ADR-001: Latency Quality Gate
Architecture Decision Record — Five-layer latency control system for the CO₂Router routing hot path.
Measured Results: p95 total 77ms, p95 compute 59ms (250 decision samples). Budget target of 100ms is confirmed. The architecture described in this ADR is the live production implementation.
1. Context
CO₂Router has a contractual p99 latency ceiling of 200ms cross-region and an internal quality gate of 100ms for the routing hot path. This ADR documents the multi-layer latency control architecture implemented to guarantee predictable performance. A governance layer that adds more than 100ms to the critical path of a CI/CD pipeline or a pre-scaling event is not deployable in practice.
2. Decision
Implement a five-layer latency control system that enforces the 100ms hot path budget while preserving signal quality and maintaining full observability.
Layer 1 — Hot Path Budget Enforcement
Deadline budget middleware on all routing endpoints. Total budget 100ms, allocated as follows:
| Component | Budget | Notes |
|---|---|---|
Signal resolution | 40ms | Cache lookup only — no API calls on hot path |
Scoring + selection | 20ms | Multi-objective arbitration |
Governance + lease | 10ms | Policy trace assembly |
Persistence | 0ms blocking | Fire-and-forget async write |
Response serialization | 10ms | Zod validation + JSON |
Buffer | 20ms | 20% safety margin |
If signal resolution exceeds budget, use Last-Known-Good immediately. Never block the response waiting for a provider.
Layer 2 — Cache Architecture Hardening
- Cache warming interval: 15 seconds (reduced from 30s)
- Predictive cache warming — pre-warm regions likely to be requested based on demand patterns
- Write-through cache on all provider responses
- Redis pipeline / batch operations for multi-region lookups
- Local in-process L1 cache (5-second TTL) before Redis — eliminates Redis round-trip for repeat requests
Layer 3 — Provider Call Isolation
Provider calls never happen on the hot path. The full flow is:
Background Worker → Redis Cache → Hot Path // Hot path reads only from: // 1. L1 in-process cache (5s TTL) // 2. Redis warm cache (15min / 1hr / 6hr TTLs) // 3. Last-Known-Good fallback // Circuit breaker for background workers: 5s timeout
Layer 4 — Database Query Optimization
- Redis-based decision ID generation (avoids DB round-trip on hot path)

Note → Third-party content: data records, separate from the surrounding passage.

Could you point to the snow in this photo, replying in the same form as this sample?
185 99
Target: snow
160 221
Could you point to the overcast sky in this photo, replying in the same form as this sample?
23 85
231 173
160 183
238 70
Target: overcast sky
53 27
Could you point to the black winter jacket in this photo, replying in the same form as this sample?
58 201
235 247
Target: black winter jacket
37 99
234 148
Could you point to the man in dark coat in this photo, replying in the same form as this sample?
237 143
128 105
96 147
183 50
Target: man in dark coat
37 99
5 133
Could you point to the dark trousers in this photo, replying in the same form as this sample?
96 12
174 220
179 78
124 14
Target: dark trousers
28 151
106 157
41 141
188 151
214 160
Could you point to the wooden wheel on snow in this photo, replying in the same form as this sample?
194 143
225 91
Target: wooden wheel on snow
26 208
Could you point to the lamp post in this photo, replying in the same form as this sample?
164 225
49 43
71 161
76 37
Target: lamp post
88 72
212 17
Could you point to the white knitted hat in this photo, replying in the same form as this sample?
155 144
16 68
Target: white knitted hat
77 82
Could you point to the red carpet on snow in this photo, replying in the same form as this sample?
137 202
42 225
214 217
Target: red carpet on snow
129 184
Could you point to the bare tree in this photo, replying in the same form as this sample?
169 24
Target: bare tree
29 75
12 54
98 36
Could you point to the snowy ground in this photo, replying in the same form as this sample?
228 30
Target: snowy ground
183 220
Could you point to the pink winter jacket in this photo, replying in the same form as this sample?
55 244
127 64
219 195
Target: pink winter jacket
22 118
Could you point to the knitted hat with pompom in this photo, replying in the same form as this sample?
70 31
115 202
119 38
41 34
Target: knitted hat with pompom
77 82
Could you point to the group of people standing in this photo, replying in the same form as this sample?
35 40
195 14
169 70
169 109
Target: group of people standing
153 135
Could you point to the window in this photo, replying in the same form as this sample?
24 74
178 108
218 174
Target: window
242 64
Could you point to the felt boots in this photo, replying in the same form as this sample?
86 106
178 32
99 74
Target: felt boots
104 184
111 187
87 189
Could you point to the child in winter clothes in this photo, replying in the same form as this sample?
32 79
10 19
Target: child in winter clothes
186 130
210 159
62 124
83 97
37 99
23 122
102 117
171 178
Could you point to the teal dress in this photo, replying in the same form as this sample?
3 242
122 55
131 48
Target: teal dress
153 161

- Batch persistence operations via
Prisma.$transaction - Connection pool monitoring — alert if utilization exceeds 80%
- All decision writes are fire-and-forget from the hot path
Layer 5 — Observability
Every latency boundary is instrumented:
// Metrics emitted per routing decision co2router.routing.latency.ms // p50, p95, p99 — end-to-end co2router.routing.cache_lookup_ms // per-region, per-tier co2router.routing.scoring_ms // multi-objective scoring time co2router.routing.governance_ms // policy trace assembly time // Alert thresholds p99 > 80ms → WARNING p99 > 100ms → ALERT (hot path budget breach) p99 > 200ms → CRITICAL (SLA breach) // Request header for clients X-CO2Router-Deadline-Ms: <remaining budget ms>
3. Cache TTL Architecture
| Cache Tier | TTL | Triggered By |
|---|---|---|
| L1 in-process | 5 seconds | All hot path reads |
| Redis warm — live | 15 minutes | Background worker, healthy provider |
| Redis warm — degraded | 1 hour | Provider returning stale data |
| Redis warm — fallback | 6 hours | Provider circuit open, LKG applied |
| Last-Known-Good | Until eviction | Fallback when all tiers miss |
| Ember structural baseline | 30 days | Monthly data, used as final data-backed fallback |
4. Five-Level Fallback Chain
Level 1: Live provider data (p95 < 40ms — cache hit) Level 2: Warm cache 15min (background worker recent success) Level 3: Warm cache 1–6hr (provider degraded but recovering) Level 4: Ember structural baseline (region carbon baseline, no real-time signal) Level 5: Static 450 gCO₂/kWh global default (all data paths failed) // Each fallback level sets: fallbackUsed: true syntheticFlag: true (levels 4–5) qualityTier: "LOW" leaseExpiresAt: now + 30 minutes
5. Consequences
Positive
- Consistent sub-100ms p99 on hot path (measured: 77ms p95)
- Measurable, alertable, auditable latency per component
- Early signal degradation is surfaced and prevents cascading failures
- Clear performance contract with infrastructure and all API consumers
Negative
- Last-Known-Good fallback more frequent during provider degradation windows
- Budget tracking adds implementation complexity in middleware
- Predictive cache warming requires demand pattern modeling (warm-up period)
6. Validation
Verified: 77ms p95 total, 59ms p95 compute across 250 live decision samples. Budget target of 100ms confirmed with 23ms margin. Architecture described in this ADR is the live production implementation as of March 30, 2026.